13.01. В начальной школе я учил арифметике крестьянских детей.

14. Меня тянуло в философию.

14.01. Я понял, что язык западной философской мысли захлебнулся претенциозными барочными цацками, такими, как дом моих родителей на Аллеегассе.

15. Я купил тетрадь с линованными страницами.

16. Я удалился в хижину на берегу норвежского фьорда, и одиночество мое показалось мне невыносимым.

17. Я плакал, чтобы услышать звук человеческого голоса.

18. Вглядываясь в бесконечную тьму норвежской ночи, я размышлял о новой физике Эйнштейна.

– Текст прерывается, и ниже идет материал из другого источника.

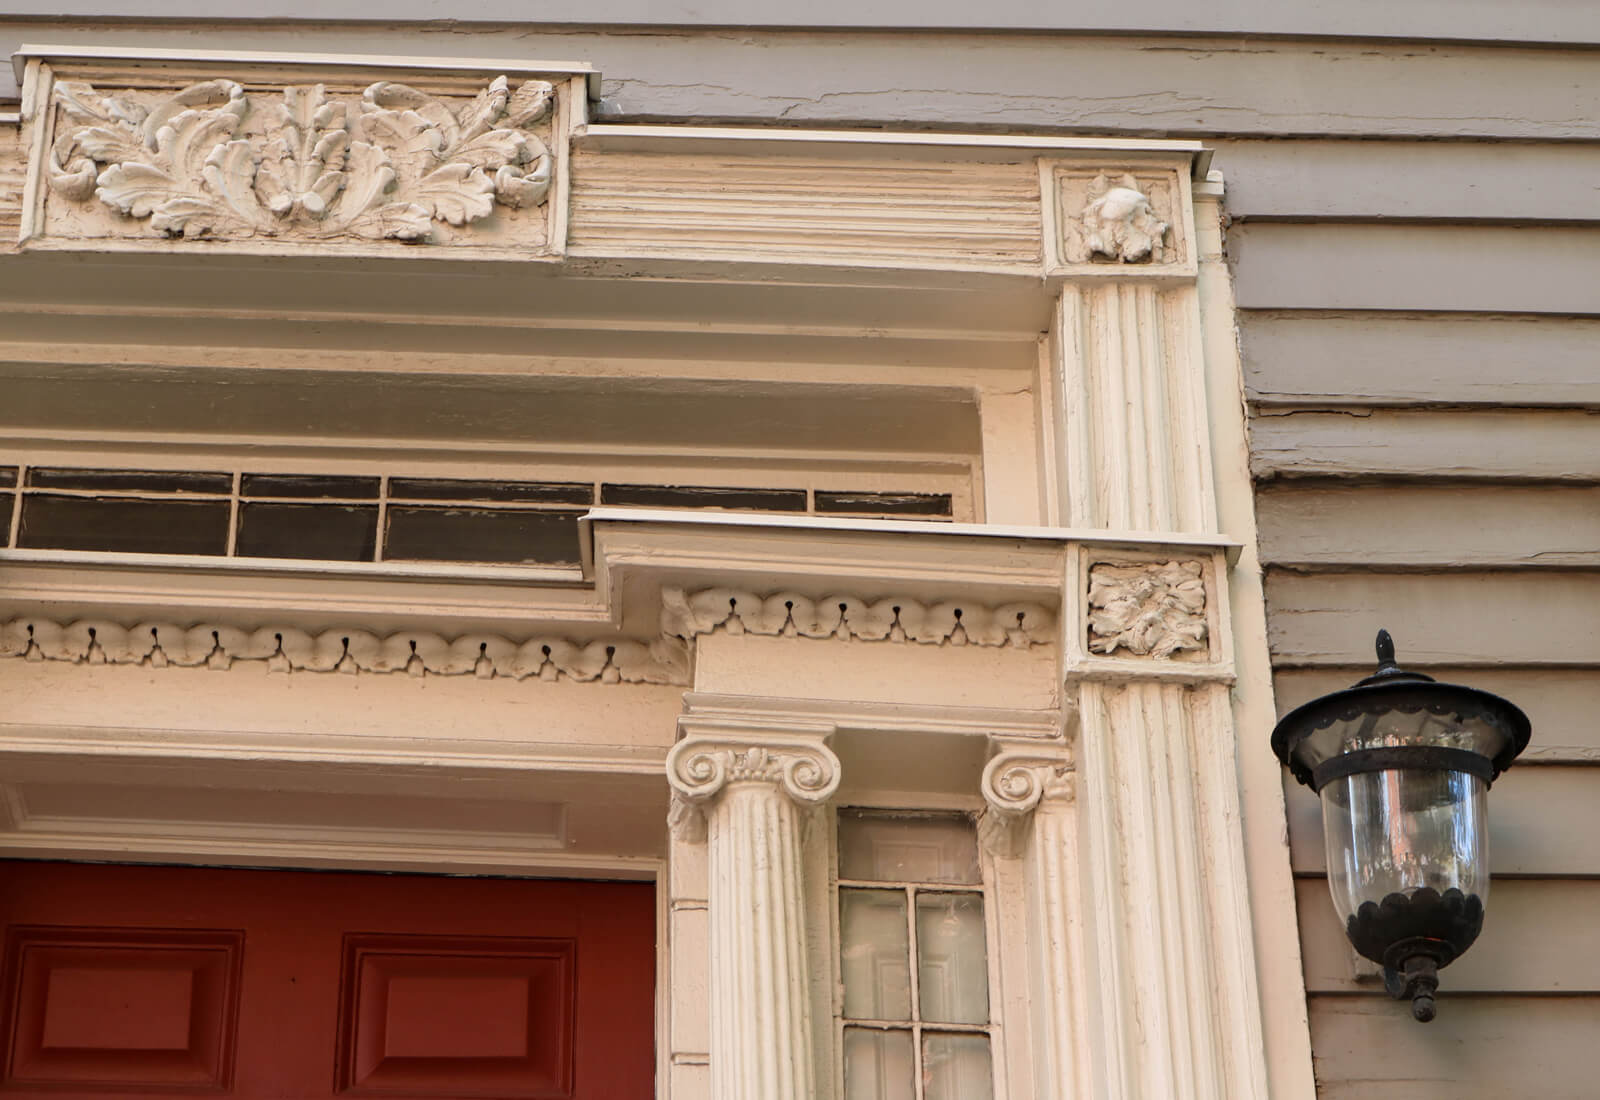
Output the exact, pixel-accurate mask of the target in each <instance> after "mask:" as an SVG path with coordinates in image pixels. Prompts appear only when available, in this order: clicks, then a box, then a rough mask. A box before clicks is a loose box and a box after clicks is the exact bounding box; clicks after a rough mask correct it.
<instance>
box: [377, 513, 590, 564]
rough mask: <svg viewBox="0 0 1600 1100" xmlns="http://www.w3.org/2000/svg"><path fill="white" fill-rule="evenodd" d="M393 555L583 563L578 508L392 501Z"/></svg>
mask: <svg viewBox="0 0 1600 1100" xmlns="http://www.w3.org/2000/svg"><path fill="white" fill-rule="evenodd" d="M384 558H387V560H390V561H398V560H406V558H410V560H416V561H536V563H542V564H568V563H571V564H576V563H578V560H579V558H578V513H576V512H533V510H518V512H494V510H491V508H422V507H403V508H402V507H398V505H394V504H392V505H389V534H387V537H386V539H384Z"/></svg>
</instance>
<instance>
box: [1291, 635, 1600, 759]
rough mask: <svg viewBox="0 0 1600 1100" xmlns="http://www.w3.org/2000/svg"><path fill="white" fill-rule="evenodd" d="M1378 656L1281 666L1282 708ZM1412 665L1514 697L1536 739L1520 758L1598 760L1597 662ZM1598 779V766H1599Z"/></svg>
mask: <svg viewBox="0 0 1600 1100" xmlns="http://www.w3.org/2000/svg"><path fill="white" fill-rule="evenodd" d="M1374 664H1376V659H1374V657H1373V654H1371V652H1368V654H1366V660H1365V662H1362V664H1354V665H1349V667H1342V668H1280V670H1278V672H1277V673H1275V675H1274V678H1272V684H1274V692H1275V695H1277V703H1278V713H1280V715H1286V713H1288V711H1291V710H1293V708H1294V707H1299V705H1301V703H1304V702H1309V700H1312V699H1315V697H1317V695H1325V694H1328V692H1330V691H1341V689H1344V688H1349V686H1350V684H1354V683H1355V681H1357V680H1360V678H1362V676H1368V675H1371V672H1373V665H1374ZM1406 665H1408V667H1414V668H1416V670H1418V672H1426V673H1427V675H1429V676H1434V678H1435V680H1438V681H1442V683H1448V684H1469V686H1472V688H1482V689H1483V691H1493V692H1494V694H1496V695H1504V697H1506V699H1510V700H1512V702H1515V703H1517V705H1518V707H1522V710H1523V713H1526V715H1528V721H1530V723H1531V724H1533V740H1531V742H1530V745H1528V750H1526V751H1525V753H1523V755H1522V759H1523V761H1525V763H1526V764H1528V766H1533V764H1547V763H1590V764H1600V672H1597V670H1594V668H1450V667H1438V665H1427V667H1419V665H1413V662H1410V659H1408V660H1406ZM1595 782H1597V783H1600V772H1595Z"/></svg>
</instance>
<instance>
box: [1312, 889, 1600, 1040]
mask: <svg viewBox="0 0 1600 1100" xmlns="http://www.w3.org/2000/svg"><path fill="white" fill-rule="evenodd" d="M1294 894H1296V900H1298V908H1299V927H1301V956H1302V959H1304V964H1306V990H1307V991H1310V993H1373V991H1376V990H1379V988H1381V985H1379V978H1378V975H1376V974H1373V970H1374V969H1376V967H1371V966H1370V964H1365V961H1363V964H1365V966H1363V969H1362V977H1357V972H1355V963H1357V959H1358V956H1357V955H1355V950H1354V948H1352V947H1350V942H1349V940H1347V939H1346V935H1344V924H1342V923H1341V919H1339V916H1338V915H1336V913H1334V911H1333V902H1331V900H1330V897H1328V884H1326V883H1325V881H1323V879H1320V878H1302V879H1298V881H1296V883H1294ZM1597 927H1600V879H1518V878H1502V879H1498V881H1494V883H1491V884H1490V897H1488V915H1486V918H1485V921H1483V934H1482V935H1480V937H1478V942H1477V943H1474V945H1472V950H1470V951H1467V953H1466V955H1464V956H1461V958H1459V959H1458V961H1456V963H1451V964H1450V967H1448V969H1446V970H1445V974H1443V975H1440V982H1442V985H1443V986H1445V990H1448V993H1450V996H1456V994H1458V993H1566V994H1571V993H1600V951H1595V950H1594V948H1595V929H1597ZM1366 975H1371V977H1366ZM1445 1010H1448V1009H1445V1007H1443V1006H1440V1012H1445Z"/></svg>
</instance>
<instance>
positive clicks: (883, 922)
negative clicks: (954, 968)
mask: <svg viewBox="0 0 1600 1100" xmlns="http://www.w3.org/2000/svg"><path fill="white" fill-rule="evenodd" d="M838 934H840V945H838V953H840V972H842V977H843V982H845V1015H846V1017H848V1018H851V1020H909V1018H910V939H909V935H907V932H906V894H904V892H901V891H848V889H846V891H840V892H838Z"/></svg>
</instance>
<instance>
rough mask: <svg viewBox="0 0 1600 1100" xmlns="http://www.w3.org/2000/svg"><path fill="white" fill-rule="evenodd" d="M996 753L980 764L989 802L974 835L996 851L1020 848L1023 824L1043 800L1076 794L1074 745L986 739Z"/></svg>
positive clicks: (1054, 742)
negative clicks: (1072, 751)
mask: <svg viewBox="0 0 1600 1100" xmlns="http://www.w3.org/2000/svg"><path fill="white" fill-rule="evenodd" d="M990 740H992V743H994V748H995V755H994V756H990V758H989V764H987V766H984V775H982V780H981V790H982V795H984V803H986V804H987V807H986V811H984V815H982V819H981V820H979V823H978V835H979V839H981V841H982V843H984V846H986V847H987V849H989V851H990V852H994V854H995V855H1005V857H1013V859H1014V857H1016V855H1021V852H1022V827H1024V825H1026V823H1027V819H1029V815H1030V814H1032V812H1034V811H1037V809H1038V807H1040V804H1043V803H1070V801H1074V798H1075V796H1077V790H1075V787H1077V783H1075V764H1074V758H1072V747H1070V745H1067V743H1064V742H1038V740H1021V739H1011V737H994V739H990Z"/></svg>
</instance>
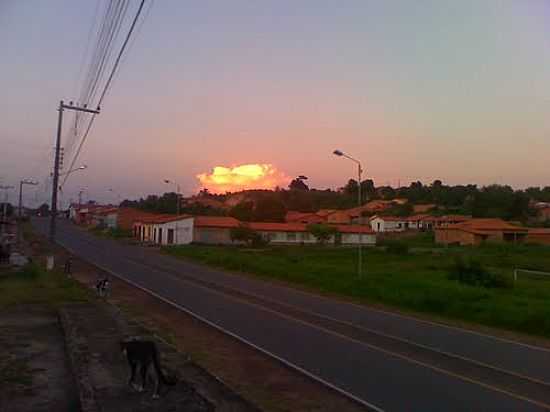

19. Тогда я записал в своей тетради, что даже если удастся ответить на все научные вопросы, то наши проблемы останутся даже не тронутыми.

* * *

«У ньюйоркца» с Пэмом:

Я включу диктофон, ничего?

Не возражаю.

Произошло ли еще что-нибудь?

Вы хотите спросить, я все еще священник? Болтаюсь на ниточке. Поскольку это дело коснулось их самих, то как могли они не проявить милость к одному из них или к тому, кто когда-то был одним из них? И я не уйду. Я боюсь уйти. Хотя это и выглядит бессмыслицей, но я думаю о своем служении как о предотвращении отступничества. Это распятие, висящее у меня на шее, защищает меня от меня же.

Продолжайте…

Не смейтесь. Даже когда у меня была семья и я жил на Парк-авеню, я никогда не заходил так далеко. Моя бродячая натура преследует меня, словно тень. И всегда преследовала. Мой истинный дом – городские улицы. Я хожу по ним пешком. Они что-то для меня значат, в них есть что-то мистическое, не обязательно связанное с моими материальными интересами… Еще одной причиной, по которой я не уйду, служит то, что я до сих пор молюсь. Я все еще делаю это. Вы молитесь?

Нет.

Вам надо попробовать. Хотя бы для того, чтобы придать своей жизни драматизм. Непобедимый драматизм. В вашей душе зазвучит тихая мелодия, отдающаяся эхом мелодия возможностей вашего голоса. Это то же самое, что петь в душе. [Смеется.]… Мне не следовало этого говорить. Почему я не могу воспринимать мир, не касаясь всех этих вещей? Истина заключается в том, что я все еще надеюсь на что-то… на то, что в конце долгого пути мне удастся обратить себя к какому-то общему убеждению. Скажем, к католицизму или лютеранству. Вроде великого епископа Пайка, который был сначала католиком, потом протестантом, потом вертел тарелки на спиритических сеансах… Но, наверно, это не самый удачный пример, пример еще одного великого ума, который не выдержал и разрушился под тяжестью непосильной ноши.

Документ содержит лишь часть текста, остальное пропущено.